Les trois Femen européennes qui avaient manifesté leur solidarité avec la Tunisienne Amina ont été sévèrement condamnées, puisqu’elles devraient accomplir quatre mois de prison. Je compatis à leur sort et aurais préféré que les juges fassent preuve à leur égard de clémence. Ce n’est pas parce que certaines actions de ce groupe activiste m’ont personnellement blessé dans ma sensibilité que je suis prêt à m’engager dans des opérations de représailles. Et si la justice est saisie aussi en France, que le droit soit annoncé simplement et que les Femen soient épargnées. Il m’est arrivé de dire que certaines de leurs causes étaient justifiées, lorsqu’elles dénonçaient des situations d’exploitation et de graves atteintes à la dignité de la femme.

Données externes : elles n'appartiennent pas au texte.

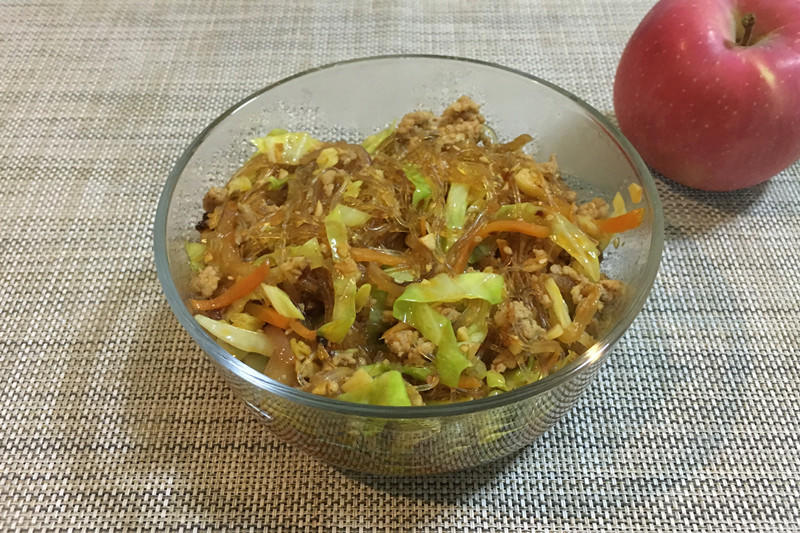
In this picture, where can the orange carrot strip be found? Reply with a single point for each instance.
(241, 288)
(621, 223)
(268, 315)
(514, 226)
(300, 329)
(375, 256)
(498, 226)
(463, 255)
(469, 382)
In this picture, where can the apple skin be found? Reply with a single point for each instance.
(703, 110)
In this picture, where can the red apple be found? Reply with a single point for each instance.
(707, 102)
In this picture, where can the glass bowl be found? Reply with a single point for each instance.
(350, 100)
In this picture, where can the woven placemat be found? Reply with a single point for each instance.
(112, 417)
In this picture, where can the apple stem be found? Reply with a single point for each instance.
(748, 21)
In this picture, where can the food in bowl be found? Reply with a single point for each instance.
(429, 264)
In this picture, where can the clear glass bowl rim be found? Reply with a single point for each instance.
(261, 381)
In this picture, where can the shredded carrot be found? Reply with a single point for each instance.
(300, 329)
(498, 226)
(621, 223)
(370, 255)
(463, 254)
(241, 288)
(268, 315)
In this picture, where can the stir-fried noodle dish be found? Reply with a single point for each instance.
(428, 264)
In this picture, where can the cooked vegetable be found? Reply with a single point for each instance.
(429, 264)
(422, 189)
(413, 307)
(281, 302)
(238, 290)
(195, 251)
(577, 244)
(618, 224)
(281, 146)
(386, 389)
(244, 339)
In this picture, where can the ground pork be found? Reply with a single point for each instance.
(409, 345)
(416, 124)
(461, 122)
(205, 282)
(515, 318)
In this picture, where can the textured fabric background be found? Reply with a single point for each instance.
(109, 416)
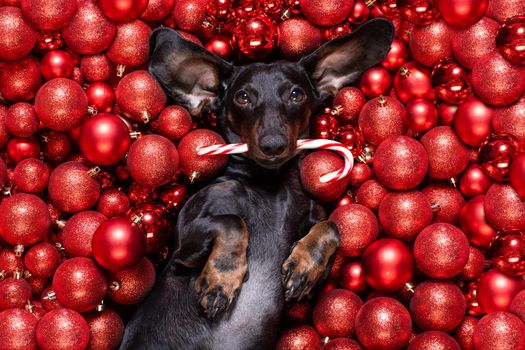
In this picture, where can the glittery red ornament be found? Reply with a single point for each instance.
(497, 81)
(358, 228)
(79, 284)
(62, 329)
(299, 337)
(89, 32)
(441, 250)
(383, 323)
(71, 188)
(400, 163)
(298, 37)
(17, 329)
(20, 80)
(133, 285)
(382, 118)
(140, 97)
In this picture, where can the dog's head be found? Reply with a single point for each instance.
(267, 106)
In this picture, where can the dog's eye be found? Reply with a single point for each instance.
(242, 97)
(297, 95)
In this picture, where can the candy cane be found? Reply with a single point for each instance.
(236, 148)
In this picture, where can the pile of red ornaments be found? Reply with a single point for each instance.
(95, 166)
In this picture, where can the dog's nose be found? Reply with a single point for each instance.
(273, 145)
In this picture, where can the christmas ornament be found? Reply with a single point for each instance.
(89, 32)
(62, 329)
(383, 323)
(71, 187)
(140, 97)
(400, 163)
(79, 284)
(133, 285)
(387, 265)
(357, 227)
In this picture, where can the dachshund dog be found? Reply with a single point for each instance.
(252, 238)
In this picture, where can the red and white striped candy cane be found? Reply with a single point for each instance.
(236, 148)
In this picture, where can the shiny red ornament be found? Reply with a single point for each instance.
(497, 81)
(299, 337)
(298, 37)
(387, 265)
(381, 118)
(140, 97)
(413, 81)
(71, 188)
(358, 228)
(131, 286)
(80, 284)
(383, 323)
(62, 329)
(400, 163)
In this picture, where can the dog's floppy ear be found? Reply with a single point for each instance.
(341, 61)
(188, 72)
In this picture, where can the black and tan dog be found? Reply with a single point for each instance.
(252, 238)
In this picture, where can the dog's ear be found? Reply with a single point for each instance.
(188, 72)
(341, 61)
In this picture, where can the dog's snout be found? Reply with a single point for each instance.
(272, 145)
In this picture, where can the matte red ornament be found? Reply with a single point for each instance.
(133, 285)
(62, 329)
(140, 97)
(383, 323)
(381, 118)
(387, 265)
(358, 228)
(299, 337)
(71, 188)
(400, 163)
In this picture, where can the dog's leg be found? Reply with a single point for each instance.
(309, 259)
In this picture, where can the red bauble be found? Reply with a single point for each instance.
(20, 80)
(118, 244)
(140, 97)
(21, 120)
(42, 260)
(357, 226)
(18, 329)
(255, 37)
(89, 32)
(431, 43)
(298, 37)
(413, 81)
(18, 37)
(201, 168)
(404, 214)
(383, 323)
(79, 284)
(387, 265)
(441, 250)
(497, 81)
(313, 167)
(447, 155)
(153, 160)
(24, 219)
(299, 337)
(382, 118)
(350, 100)
(420, 115)
(62, 329)
(131, 45)
(400, 163)
(106, 330)
(133, 285)
(71, 188)
(104, 139)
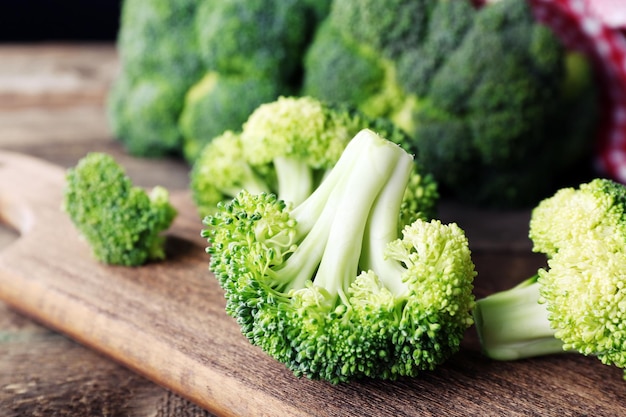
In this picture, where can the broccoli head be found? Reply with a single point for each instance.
(144, 112)
(121, 222)
(287, 147)
(156, 71)
(328, 288)
(578, 302)
(191, 70)
(496, 108)
(217, 103)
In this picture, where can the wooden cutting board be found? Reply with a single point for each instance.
(167, 322)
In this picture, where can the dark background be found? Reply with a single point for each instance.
(59, 20)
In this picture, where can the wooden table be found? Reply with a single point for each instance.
(51, 107)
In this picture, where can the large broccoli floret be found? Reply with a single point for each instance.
(328, 288)
(121, 222)
(287, 147)
(495, 108)
(578, 302)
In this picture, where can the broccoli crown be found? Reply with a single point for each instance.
(483, 92)
(342, 70)
(156, 71)
(121, 222)
(579, 300)
(217, 103)
(261, 38)
(143, 113)
(248, 52)
(287, 147)
(327, 287)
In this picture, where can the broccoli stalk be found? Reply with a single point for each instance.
(328, 288)
(578, 302)
(288, 147)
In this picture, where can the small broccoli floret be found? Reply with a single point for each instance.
(122, 223)
(287, 147)
(578, 302)
(221, 171)
(327, 287)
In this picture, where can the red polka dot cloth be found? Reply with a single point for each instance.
(597, 28)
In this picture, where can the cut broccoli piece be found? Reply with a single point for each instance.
(290, 145)
(328, 288)
(578, 302)
(121, 222)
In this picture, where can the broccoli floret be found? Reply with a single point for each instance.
(287, 147)
(578, 302)
(327, 287)
(218, 103)
(484, 93)
(121, 222)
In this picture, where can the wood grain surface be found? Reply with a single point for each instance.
(166, 321)
(48, 373)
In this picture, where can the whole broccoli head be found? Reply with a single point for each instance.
(121, 222)
(577, 303)
(287, 147)
(217, 103)
(158, 63)
(144, 112)
(248, 51)
(497, 110)
(328, 288)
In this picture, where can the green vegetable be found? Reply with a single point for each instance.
(497, 109)
(578, 302)
(327, 287)
(120, 221)
(287, 147)
(218, 103)
(191, 70)
(156, 44)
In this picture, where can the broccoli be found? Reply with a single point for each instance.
(577, 303)
(120, 221)
(156, 71)
(191, 70)
(287, 147)
(219, 103)
(497, 110)
(327, 288)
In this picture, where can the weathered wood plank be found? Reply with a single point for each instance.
(166, 321)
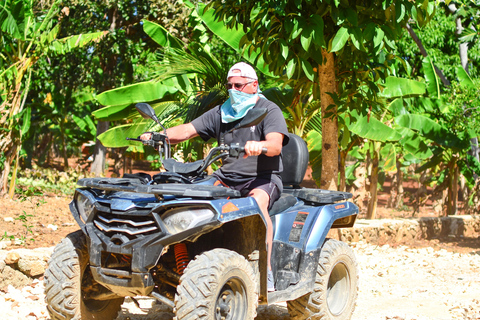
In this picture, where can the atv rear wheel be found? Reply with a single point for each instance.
(335, 291)
(66, 280)
(218, 284)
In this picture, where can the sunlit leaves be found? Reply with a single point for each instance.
(340, 39)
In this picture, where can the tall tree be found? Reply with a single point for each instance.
(27, 34)
(323, 46)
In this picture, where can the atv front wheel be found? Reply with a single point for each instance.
(67, 280)
(335, 292)
(218, 284)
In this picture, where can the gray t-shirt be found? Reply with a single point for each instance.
(209, 125)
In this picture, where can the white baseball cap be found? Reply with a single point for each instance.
(245, 69)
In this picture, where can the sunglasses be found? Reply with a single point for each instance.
(238, 86)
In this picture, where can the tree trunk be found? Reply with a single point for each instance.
(398, 202)
(455, 191)
(372, 203)
(343, 183)
(326, 78)
(99, 154)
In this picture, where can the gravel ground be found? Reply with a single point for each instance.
(395, 283)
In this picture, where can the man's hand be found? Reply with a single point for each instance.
(146, 136)
(273, 145)
(253, 148)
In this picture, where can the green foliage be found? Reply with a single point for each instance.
(41, 180)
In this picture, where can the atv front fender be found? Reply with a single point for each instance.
(338, 215)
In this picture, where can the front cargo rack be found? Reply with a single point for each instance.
(174, 189)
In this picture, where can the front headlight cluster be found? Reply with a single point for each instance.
(84, 205)
(181, 219)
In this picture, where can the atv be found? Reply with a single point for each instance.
(199, 247)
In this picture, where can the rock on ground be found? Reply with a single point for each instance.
(395, 283)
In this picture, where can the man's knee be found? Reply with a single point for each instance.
(262, 198)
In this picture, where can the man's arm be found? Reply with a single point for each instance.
(176, 134)
(181, 133)
(273, 142)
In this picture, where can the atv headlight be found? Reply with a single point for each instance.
(181, 219)
(84, 205)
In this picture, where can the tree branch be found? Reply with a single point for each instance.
(425, 54)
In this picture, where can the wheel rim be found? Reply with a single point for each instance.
(338, 290)
(232, 301)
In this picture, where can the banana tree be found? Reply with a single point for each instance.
(188, 81)
(26, 36)
(439, 123)
(382, 135)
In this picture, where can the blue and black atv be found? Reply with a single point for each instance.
(200, 248)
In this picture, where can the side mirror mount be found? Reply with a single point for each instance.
(146, 111)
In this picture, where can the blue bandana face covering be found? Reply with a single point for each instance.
(237, 106)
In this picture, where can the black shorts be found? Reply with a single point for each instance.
(266, 185)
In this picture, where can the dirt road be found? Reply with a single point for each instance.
(395, 283)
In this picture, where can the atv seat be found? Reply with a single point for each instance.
(295, 161)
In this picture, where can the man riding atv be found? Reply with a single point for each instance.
(255, 175)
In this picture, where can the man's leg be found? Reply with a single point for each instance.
(263, 199)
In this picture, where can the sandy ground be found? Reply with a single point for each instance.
(395, 283)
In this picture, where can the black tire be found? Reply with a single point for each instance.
(67, 270)
(336, 284)
(218, 283)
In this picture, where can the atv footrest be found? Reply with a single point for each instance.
(318, 196)
(285, 279)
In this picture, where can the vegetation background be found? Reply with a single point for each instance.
(384, 92)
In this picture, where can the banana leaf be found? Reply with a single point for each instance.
(433, 83)
(371, 129)
(65, 45)
(138, 92)
(431, 130)
(160, 35)
(400, 87)
(464, 78)
(232, 37)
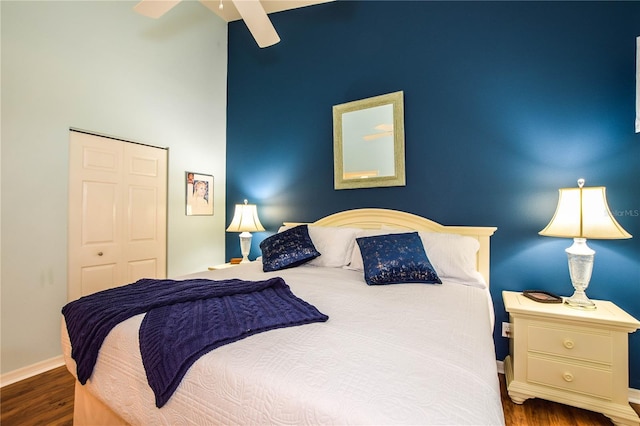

Cela n’empêche pas que j’ai des objections sérieuses à propos de leur style de combat et la philosophie qui l’inspire. Il est vrai qu’à l’origine, en Ukraine où le mouvement est né, le caractère insupportable de criantes injustices expliquait les réponses assez musclées des Femen. Mais ce qui se conçoit dans un certain climat n’est pas transposable purement et simplement à Notre-Dame de Paris, par exemple. Toutes les provocations ne sont pas admissibles et elles deviennent carrément détestables lorsqu’elles mettent en scène une idéologie qui associe un progressisme agressif à l’injure à l’égard des personnes et des convictions d’autrui. Nous ne sommes pas loin alors de la propagande totalitaire et du nihilisme moral, sous couvert de libération.
Ce n’est pas par hasard qu’en France, ces dernières semaines, un autre mouvement féminin, les Antigones, est apparu en opposition au style et à la pensée Femen. La belle figure de la tragédie grecque est pleine de sens en contraste avec la grossièreté verbale et l’irrespect. Un mot pour finir à propos de la nudité. J’entends un peu partout qu’elle signifierait le refus de la dépossession de son corps. Mon corps m’appartient et n’est sous la férule de quiconque. Je peux approuver ce langage, mais jusqu’à un certain point. Le corps n’est pas n’importe quelle propriété. Je ne le possède pas comme je possède un paquet de chewing-gum ou même un bien précieux, une maison ou un collier de perles. Il ne relève pas de l’avoir mais de l’être. Je suis tout entier mon corps et c’est lui qui exprime mon être le plus essentiel. Il ne saurait donc être marchandisé ou même exposé comme un objet publicitaire. Et puis la nudité de l’art reflète la gloire de la femme. J’ai peur que trop d’utilisation idéologique ne tourne à la gloire flétrie.
Chronique lue sur Radio Notre-Dame le 13 juin 2013.